1. Key issue around COVID-19 tech tools: Amidst identifying the cure, governments are unprecedentedly collaborating with private parties to develop and utilise technology for handling the emergency. As of date, tech tools are being used for 3 major purposes – strategic planning, tracking of possibly infected individuals (also called contact tracing), and provision of healthcare services to affected individuals. These tools utilize varied pools of personal data such as location, travel history, time and contact maps, existing medical history, biometrics, test results, temperature readings, etc. While there is unanimity that technology holds the potential to mitigate the crisis, there is stark difference in the approaches underlying implementation methods. The issue is not merely confined to a difference in approach, culture and extent of crisis. Rather, it has a direct bearing on the legality of such measures and the bargain struck with an individual’s privacy when confronted with a global crisis.
2. Indian government steps: Indian government announced a 21 days nationwide lockdown effective March 25, 2020, bringing lives and businesses to a standstill. Apart from travel ban, the government has used universal health screening and hand stamping for mandatory quarantine. Some states are using airline and railway reservation data, telephone call records, CCTV footage and mobile phone location data to contact trace through detailed time and date maps. Some of them have also mandated using of government developed apps for contact tracing and quarantine implementation. Additionally, as per Indian Council of Medical Research COVID-19 testing guidelines, any laboratory (private or public) before starting COVID-19 testing and treatment must ensure immediate/real time reporting of the test results along with contact details to the ICMR database. Further, data access to stakeholders like Ministry of Health & Family Welfare or partnering agencies (which may be private entities as well) will be provided through application program interface for timely contact tracing and appropriate control measures2. Thus, personal and sensitive personal data sets are being processed to plan strategy, contact trace and cure.
In normal circumstances, the underlying data sets and specifically, sensitive personal information such as test results, medical condition, and other biometric or health data could not be collected and processed without consent or lawful contract. Further, since informational privacy has been recognized as a fundamental right under the Constitution of India by the Supreme Court in Justice K.S. Puttaswamy (Retd.) vs. Union of India3, failure to comply with legal due process while abrogating the said right would have violated the Constitution. The same legal rigors will not apply as rights are not absolute, and can be suspended to deal with emergency situations such as state security, public law and order, and public health. This means, government can suspend an individual’s fundamental right to privacy and adopt drastic measures including tech surveillance in the overriding interest of national and public health. However, the question is – do governments have absolute powers, or are there checks and balances that they must follow?

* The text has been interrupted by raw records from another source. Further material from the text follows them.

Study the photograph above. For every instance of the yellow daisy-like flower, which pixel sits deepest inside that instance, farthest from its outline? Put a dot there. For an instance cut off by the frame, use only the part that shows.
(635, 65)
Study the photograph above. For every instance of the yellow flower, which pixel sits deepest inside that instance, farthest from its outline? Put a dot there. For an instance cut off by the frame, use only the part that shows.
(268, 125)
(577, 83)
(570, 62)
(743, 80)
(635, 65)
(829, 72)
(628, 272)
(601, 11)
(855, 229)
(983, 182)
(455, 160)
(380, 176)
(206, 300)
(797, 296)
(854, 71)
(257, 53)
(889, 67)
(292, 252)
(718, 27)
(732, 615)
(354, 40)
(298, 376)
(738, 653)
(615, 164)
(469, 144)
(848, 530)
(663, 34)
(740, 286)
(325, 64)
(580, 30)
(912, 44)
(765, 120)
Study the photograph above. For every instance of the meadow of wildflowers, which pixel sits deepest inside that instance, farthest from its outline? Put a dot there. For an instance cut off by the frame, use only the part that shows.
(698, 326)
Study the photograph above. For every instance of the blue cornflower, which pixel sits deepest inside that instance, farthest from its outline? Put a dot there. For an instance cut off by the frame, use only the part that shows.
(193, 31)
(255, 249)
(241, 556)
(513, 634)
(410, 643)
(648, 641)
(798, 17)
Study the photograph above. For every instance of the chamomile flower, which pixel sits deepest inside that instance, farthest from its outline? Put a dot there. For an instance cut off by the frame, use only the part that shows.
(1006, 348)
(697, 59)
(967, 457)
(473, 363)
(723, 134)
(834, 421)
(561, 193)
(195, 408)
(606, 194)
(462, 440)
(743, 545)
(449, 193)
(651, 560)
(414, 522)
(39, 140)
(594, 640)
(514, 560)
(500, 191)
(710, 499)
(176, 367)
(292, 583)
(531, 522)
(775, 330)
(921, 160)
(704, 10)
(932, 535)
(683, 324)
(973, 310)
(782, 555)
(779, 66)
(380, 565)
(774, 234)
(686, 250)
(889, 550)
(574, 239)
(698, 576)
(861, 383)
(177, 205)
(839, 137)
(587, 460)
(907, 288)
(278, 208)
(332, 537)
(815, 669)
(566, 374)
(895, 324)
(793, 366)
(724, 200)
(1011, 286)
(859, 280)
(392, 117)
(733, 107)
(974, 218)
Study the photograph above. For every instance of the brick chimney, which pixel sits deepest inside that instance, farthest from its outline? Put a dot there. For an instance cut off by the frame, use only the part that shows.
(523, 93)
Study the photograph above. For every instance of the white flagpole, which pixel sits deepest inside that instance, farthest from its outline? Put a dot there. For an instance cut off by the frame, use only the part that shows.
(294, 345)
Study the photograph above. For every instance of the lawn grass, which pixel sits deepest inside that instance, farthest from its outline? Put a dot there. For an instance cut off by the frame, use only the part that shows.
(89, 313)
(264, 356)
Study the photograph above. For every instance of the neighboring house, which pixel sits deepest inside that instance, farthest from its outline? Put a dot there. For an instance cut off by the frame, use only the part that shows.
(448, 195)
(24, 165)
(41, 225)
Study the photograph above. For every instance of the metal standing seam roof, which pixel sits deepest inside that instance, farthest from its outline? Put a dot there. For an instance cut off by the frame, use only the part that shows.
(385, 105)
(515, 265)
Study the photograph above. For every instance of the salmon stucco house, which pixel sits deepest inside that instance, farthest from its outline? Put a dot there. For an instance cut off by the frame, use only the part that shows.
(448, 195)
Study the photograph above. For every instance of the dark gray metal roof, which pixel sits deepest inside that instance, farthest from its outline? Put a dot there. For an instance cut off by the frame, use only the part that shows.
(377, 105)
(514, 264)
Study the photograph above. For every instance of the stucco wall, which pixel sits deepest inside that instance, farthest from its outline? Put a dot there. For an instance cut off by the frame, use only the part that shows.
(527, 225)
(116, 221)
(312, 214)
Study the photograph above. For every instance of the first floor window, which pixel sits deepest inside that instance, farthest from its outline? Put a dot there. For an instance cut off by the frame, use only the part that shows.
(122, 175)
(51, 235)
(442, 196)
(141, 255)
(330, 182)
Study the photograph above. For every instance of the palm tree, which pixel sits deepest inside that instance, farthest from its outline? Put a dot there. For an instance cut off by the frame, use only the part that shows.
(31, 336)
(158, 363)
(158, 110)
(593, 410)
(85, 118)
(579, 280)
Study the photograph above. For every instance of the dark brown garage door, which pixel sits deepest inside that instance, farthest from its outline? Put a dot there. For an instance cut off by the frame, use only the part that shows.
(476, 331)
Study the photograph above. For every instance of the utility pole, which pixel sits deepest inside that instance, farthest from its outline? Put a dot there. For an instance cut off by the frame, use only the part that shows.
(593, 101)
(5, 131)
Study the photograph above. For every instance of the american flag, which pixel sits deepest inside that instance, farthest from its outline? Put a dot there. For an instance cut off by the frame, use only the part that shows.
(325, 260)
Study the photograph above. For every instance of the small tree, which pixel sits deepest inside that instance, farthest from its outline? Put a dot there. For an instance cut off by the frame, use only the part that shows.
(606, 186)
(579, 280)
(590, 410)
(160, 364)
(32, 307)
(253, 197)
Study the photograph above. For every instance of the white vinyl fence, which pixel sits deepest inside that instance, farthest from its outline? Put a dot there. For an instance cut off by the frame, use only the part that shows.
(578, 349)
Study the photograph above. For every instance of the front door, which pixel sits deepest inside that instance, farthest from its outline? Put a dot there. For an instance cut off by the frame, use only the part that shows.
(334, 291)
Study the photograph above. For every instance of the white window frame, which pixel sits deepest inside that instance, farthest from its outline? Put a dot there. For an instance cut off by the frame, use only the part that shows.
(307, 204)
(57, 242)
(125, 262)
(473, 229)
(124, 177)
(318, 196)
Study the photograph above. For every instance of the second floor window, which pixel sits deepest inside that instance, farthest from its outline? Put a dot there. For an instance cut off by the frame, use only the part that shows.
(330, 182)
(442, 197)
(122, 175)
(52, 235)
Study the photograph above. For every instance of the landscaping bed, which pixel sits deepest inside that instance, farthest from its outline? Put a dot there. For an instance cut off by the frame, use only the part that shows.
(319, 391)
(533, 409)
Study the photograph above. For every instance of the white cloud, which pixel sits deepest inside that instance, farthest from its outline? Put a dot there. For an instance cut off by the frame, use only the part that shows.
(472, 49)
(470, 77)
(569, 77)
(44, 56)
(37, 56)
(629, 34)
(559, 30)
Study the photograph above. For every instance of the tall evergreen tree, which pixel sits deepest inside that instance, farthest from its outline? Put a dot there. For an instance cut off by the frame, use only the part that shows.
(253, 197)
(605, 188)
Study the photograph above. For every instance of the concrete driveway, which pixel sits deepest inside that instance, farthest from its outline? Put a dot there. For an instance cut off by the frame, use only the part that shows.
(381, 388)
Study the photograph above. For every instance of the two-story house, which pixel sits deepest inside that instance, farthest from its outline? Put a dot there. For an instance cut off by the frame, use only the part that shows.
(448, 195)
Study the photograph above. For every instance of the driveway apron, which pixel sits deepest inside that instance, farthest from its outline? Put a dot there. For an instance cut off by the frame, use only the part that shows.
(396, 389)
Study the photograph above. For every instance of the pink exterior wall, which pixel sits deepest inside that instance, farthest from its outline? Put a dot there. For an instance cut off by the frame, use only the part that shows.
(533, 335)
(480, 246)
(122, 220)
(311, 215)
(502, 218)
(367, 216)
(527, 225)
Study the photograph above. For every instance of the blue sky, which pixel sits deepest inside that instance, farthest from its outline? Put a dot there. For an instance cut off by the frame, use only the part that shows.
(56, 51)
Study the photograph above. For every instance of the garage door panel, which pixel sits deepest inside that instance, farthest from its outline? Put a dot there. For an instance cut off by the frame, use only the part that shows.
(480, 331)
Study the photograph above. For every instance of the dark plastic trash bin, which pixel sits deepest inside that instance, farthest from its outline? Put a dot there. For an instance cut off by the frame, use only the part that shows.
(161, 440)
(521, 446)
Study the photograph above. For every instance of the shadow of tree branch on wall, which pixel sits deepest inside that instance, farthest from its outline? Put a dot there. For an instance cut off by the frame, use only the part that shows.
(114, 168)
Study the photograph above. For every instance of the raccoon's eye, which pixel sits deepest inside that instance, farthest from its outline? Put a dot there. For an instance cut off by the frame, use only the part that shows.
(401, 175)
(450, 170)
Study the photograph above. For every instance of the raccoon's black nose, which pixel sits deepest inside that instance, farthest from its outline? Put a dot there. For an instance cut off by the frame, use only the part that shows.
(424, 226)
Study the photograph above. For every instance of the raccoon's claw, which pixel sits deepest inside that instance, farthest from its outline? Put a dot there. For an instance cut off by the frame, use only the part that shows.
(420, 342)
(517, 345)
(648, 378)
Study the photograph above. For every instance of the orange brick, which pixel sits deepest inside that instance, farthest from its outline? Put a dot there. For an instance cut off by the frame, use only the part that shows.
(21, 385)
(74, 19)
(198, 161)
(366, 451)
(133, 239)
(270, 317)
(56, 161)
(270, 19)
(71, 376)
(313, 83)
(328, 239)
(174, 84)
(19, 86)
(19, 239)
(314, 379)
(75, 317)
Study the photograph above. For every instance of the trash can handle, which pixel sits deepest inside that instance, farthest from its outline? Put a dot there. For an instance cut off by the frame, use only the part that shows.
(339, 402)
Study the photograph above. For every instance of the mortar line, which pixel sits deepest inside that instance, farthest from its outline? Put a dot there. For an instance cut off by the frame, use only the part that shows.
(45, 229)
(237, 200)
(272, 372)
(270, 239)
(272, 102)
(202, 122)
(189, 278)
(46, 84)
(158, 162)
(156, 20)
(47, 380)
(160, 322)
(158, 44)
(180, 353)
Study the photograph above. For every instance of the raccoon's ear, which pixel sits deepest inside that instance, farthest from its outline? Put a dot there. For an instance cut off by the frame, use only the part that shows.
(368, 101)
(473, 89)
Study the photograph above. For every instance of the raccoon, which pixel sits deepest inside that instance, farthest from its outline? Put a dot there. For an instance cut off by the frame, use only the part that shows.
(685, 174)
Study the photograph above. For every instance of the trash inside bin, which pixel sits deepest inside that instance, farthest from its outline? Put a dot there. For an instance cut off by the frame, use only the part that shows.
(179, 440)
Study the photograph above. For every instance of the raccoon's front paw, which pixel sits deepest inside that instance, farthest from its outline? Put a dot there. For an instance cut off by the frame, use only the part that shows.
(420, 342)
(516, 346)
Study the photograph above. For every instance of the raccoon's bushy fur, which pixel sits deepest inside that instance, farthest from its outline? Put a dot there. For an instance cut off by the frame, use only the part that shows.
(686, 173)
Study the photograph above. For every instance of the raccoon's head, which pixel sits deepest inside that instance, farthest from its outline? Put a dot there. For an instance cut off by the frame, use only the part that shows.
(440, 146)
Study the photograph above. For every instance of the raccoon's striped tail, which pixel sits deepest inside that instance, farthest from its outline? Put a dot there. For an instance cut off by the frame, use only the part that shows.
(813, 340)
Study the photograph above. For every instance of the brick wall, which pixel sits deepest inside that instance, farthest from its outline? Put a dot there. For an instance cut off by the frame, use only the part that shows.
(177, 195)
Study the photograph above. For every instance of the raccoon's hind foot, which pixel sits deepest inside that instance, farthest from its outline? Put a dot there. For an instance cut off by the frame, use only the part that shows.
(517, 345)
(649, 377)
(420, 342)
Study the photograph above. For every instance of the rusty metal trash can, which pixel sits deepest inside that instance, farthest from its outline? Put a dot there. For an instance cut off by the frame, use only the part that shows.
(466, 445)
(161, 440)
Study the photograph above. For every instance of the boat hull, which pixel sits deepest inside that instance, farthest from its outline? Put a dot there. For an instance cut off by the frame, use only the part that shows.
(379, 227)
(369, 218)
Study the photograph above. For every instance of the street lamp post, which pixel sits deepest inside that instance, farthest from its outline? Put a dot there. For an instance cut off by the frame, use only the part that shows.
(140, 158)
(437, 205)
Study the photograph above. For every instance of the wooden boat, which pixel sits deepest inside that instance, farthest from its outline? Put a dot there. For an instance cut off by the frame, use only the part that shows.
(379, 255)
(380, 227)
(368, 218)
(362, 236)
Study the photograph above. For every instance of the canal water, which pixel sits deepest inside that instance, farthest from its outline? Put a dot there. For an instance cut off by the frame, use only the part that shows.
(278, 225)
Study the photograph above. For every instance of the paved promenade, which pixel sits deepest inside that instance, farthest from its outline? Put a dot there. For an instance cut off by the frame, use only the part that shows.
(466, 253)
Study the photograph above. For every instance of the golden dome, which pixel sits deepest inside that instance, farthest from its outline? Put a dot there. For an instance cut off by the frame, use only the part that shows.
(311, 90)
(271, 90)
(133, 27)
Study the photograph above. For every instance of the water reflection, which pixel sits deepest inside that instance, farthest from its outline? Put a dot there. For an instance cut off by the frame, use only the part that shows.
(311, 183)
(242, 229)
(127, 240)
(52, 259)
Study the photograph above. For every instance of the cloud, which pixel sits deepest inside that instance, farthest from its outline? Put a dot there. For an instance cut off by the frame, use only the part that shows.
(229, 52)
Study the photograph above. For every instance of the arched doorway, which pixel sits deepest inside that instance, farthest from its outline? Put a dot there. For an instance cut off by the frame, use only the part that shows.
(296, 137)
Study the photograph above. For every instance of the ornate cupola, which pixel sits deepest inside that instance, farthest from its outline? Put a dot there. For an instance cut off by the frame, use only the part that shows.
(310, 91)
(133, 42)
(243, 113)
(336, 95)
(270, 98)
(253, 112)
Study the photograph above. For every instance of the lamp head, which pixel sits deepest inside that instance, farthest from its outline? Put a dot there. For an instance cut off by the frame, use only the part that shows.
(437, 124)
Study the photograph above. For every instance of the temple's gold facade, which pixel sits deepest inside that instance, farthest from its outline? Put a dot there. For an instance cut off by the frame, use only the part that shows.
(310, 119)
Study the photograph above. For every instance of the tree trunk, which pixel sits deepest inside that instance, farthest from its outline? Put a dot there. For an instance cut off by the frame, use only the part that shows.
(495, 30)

3. Case for suspension of informational privacy: As it may be, there is a majority consensus that governments and partnering private agencies must have access to and process personal data to disrupt the pandemic chain, invent cure and save human lives. There are 3 pre-dominant narratives that presents invasive technology as the “hero of the hour” and compellingly justifies the importance of unfettered access to data:
- Healthcare: Until such time medicines and vaccines are developed, mobile and digital health technology have a substantial role to play. There is emergence of new epidemiology tools to tackle COVID-19 such as alerts, pregnancy advice, structure mapping, survey, evaluation, awareness, quarantine management, diagnostics discoveries, contamination checking, progression mapping, assessing risk intake, screening and support, tracking, surveillance, curbing contamination, insurances and reimbursements, symptoms identification4 and so on. All of this depends not just on aggregated data, but actual identified or identifiable electronic health records and other personal data.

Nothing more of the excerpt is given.